The One Nation One Ration Card system currently enables 80% of all ration card holders under the National Food Security Act to withdraw their entitled quota of foodgrains from any fair price shop anywhere in the country,” Paswan said.

The Internet-based system links Aadhaar biometric details of ration cards holders with their entitlement details, enabling a software to allow dispensation of foodgrains to any beneficiary anywhere.
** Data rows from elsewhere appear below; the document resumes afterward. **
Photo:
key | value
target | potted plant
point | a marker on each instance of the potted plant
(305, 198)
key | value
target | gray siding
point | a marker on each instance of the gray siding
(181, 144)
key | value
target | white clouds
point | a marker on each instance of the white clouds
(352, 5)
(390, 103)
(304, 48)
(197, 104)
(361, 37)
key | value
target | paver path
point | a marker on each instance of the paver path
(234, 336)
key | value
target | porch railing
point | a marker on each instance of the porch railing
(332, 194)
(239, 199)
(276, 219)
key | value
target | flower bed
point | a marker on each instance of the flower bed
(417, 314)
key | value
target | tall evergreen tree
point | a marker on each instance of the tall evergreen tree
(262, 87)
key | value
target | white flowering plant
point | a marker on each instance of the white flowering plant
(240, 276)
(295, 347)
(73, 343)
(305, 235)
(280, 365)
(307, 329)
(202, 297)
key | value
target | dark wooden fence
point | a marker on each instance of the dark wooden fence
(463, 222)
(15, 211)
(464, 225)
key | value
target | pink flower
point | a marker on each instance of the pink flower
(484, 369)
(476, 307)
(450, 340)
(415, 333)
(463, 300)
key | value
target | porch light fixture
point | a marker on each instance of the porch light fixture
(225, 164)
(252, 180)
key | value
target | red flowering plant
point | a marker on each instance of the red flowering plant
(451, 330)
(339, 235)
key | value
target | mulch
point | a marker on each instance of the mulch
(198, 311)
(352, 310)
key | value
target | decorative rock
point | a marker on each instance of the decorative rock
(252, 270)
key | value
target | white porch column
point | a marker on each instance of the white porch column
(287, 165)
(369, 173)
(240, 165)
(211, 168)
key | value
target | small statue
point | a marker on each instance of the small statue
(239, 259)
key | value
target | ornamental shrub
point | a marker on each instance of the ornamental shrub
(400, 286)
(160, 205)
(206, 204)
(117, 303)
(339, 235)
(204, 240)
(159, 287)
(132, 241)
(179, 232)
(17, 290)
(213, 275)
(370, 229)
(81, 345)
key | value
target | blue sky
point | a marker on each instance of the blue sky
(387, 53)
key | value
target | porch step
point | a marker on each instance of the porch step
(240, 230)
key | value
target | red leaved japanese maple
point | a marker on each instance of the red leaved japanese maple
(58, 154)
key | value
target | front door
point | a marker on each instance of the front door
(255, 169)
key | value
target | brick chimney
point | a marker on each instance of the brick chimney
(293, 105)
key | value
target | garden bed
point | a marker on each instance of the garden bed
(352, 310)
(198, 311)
Until now, beneficiaries could only get access to rations in their home towns, which meant those who migrated elsewhere for work lost food aid.

“If one beneficiary member of a family which hails from Ranchi works in a factory in Chennai, he can withdraw his share of the quota as subsidised grains are allotted on a per head basis,” Paswan said.

The portability system essentially allows ration-card holders to draw rations from any electronically linked fair price shops.

A digitized, portable public distribution system is a boon for labour mobility because beneficiaries of the National Food Security Act who lose out on their monthly quota of subsidised food when they migrate will now be fully covered.

The scheme is now fully geared for seamless inter-state transactions in Andhra Pradesh, Bihar, Dadra and Nagar Haveli, Daman and Diu, Goa, Gujarat, Haryana, Himachal Pradesh, Jammu and Kashmir, Jharkhand, Karnataka, Kerala, Madhya Pradesh, Maharashtra, Manipur, Mizoram, Nagaland, Odisha, Punjab, Rajasthan, Sikkim, Telangana, Tripura, Uttar Pradesh and Uttarakhand.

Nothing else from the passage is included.